This crispy-soft Creole Okra Salad – Salad Lalo Kreol- is made with blanched okra or ladies fingers, tossed in an onion and lime dressing. It is a refreshing salad that is full of healthy goodness.
Peel onion and slice very thinly
Transfer the sliced onion into a stainless bowl, add a squeeze of lime, a teaspoon of salt and about half a teaspoon of cracked pepper.
Mix in the oil and massage the dressing with your fingers until the onion softens. Keep
Once you have obtained your immature and firm okra pods, give them a good wash.
Carefully trim extra long stem but do not cut the crown off. Leave your okra whole. Do not to cut into the seed chamber as the seeds may spill out
Place enough water in a medium size pot, and add one teaspoon of salt. Have enough water to cover the okra and allow them to float freely, and bring to boil.
Once water is boiling add okra and cook for 5 minutes, with a maximum of 6 minutes, or until desired tenderness is reached. If you overcook your okra, the nutrients may be destroyed, as well as the crunchiness. You want your okra to have a crispy-soft texture.
Remove the okra from boiling liquid and place on a flat surface to allow to cool. Once cooled, transfer in a bowl and mix in the dressing and lightly toss the okra. Try and minimise the bruising of the okra. It should be served whole.
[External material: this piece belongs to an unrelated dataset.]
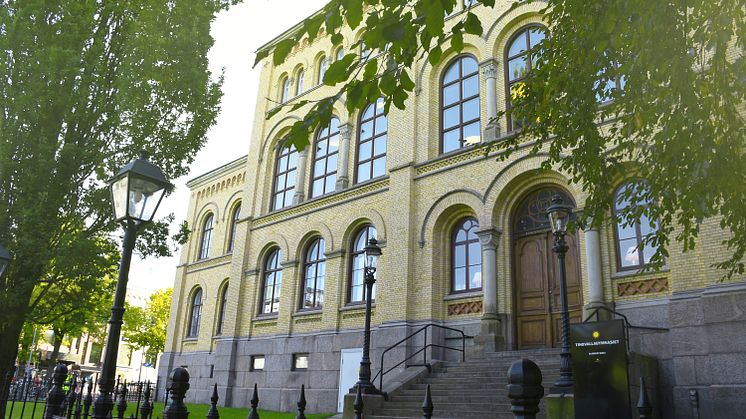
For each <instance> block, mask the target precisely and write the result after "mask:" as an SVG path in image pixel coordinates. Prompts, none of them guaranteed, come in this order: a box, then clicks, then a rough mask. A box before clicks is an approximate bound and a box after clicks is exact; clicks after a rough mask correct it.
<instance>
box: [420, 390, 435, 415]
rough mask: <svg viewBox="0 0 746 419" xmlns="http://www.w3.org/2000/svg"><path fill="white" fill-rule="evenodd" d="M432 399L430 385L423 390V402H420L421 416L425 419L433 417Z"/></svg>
mask: <svg viewBox="0 0 746 419" xmlns="http://www.w3.org/2000/svg"><path fill="white" fill-rule="evenodd" d="M433 409H434V406H433V397H432V396H431V395H430V384H428V385H427V388H426V389H425V400H423V401H422V415H423V416H424V417H425V419H430V418H432V417H433Z"/></svg>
It is interesting to note that the viscosity or sliminess of the okra peaks at neutral to alkaline pH. Exposing it to an acidic ingredients, such as lime juice or vinegar or even tomatoes, tones the viscosity down.
You may decide to dip the okra in cold water to cool it down and stop the cooking. However, you will be adding the okra to too much moisture that could turn your salad mushy. If you decide to place your okra in cold water, do not keep them in water for too long and once cooled, transfer them on a cloth to soak away the moisture.